• 10May

    I noticed that there have been a couple of queries for that recently, so I thought I might try to share some ideas. I’ve had to spend only $20 a week (for just me) on groceries several times in my life – by which I guess I mean that there have been several times when I decided most of my money should be going someplace other than food. I’ll post soon and share about making spending plans that work for you and fund your meals luxuriously… but first, how I pinch pennies!
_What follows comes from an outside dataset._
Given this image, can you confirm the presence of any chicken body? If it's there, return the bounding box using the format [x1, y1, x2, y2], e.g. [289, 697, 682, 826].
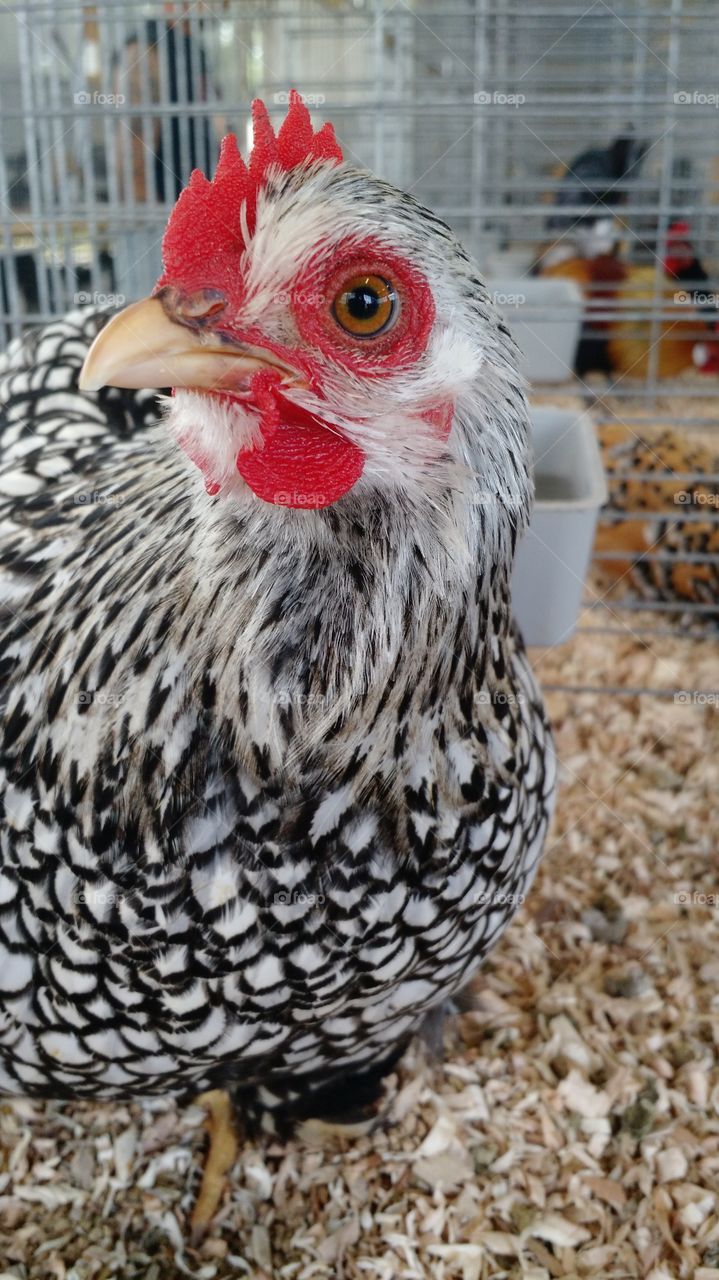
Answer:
[0, 107, 554, 1098]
    • I pay attention to how much things cost. I don’t mean in a nagging way – “you need to pay attention to how much things cost! Money doesn’t grow on trees, you know!” I mean that I have a good sense of what different items cost at different grocery stores, and that I can think of several meals I enjoyed that were surprisingly cheap. When I plan out my meals for the week, I guesstimate how much each ingredient I need will cost, so that I can add it up and adjust to stay within budget. You can do this too; our free meal planner guides you through it.
    • I pick all cheap meals, instead of tossing in a fancier meal or two like I ususally do. I know, this sounds too obvious. “Oh, you mean I just need to buy cheap food? Gee, thanks.” I think the real key here is that I plan my meals in the first place. I’ve tried going to the grocery store without even a list, just figuring that I need to pick out something cheap – I end up wandering the aisles, madly adding things up in my head, never satisfied, for hours. But if I sit down in advance and say, “Okay… something with rice would probably be cheap… oh, I could try a curry, but that might have too many ingredients to be cheap… Trader Joe’s has cheap free-range chicken, I could make that stew again and even use rice to turn it into more servings, how much would that be? I’d want tomatoes, and a tray of chicken, that’s about $4 so far, and I could probably get rice for like seventy-five cents if I got it in bulk at Berkeley Bowl even if it was organic, and then I just need to throw in some garlic and spices that I already have, and that’s about $4.75 for probably eight meals already!”
    • I hit the cupboard. I think most of us have food on hand that we don’t even take into account. There’s the half-bag of pasta whose other half went into soup, the forgotten peanut butter, the fancy jar of cookie mix that was a gift, the beans that seemed less appealing once we got out of the store, the canned tomatoes that we forgot to throw into the stew…. I’ve seen several foodbloggers set themselves a challenge of eating solely what was on hand until it was all gone, and some of them didn’t have to grocery shop at all for weeks!

    Each of these is a great way to save money on groceries, whether longer-term or just for a week. Of course, I don’t recommend drastically slashing the food budget on a regular basis. Feeling deprived, for many people, is the surest path to binge-spending later. But in a pinch, or to save up for something wonderful, it can be a great adventure.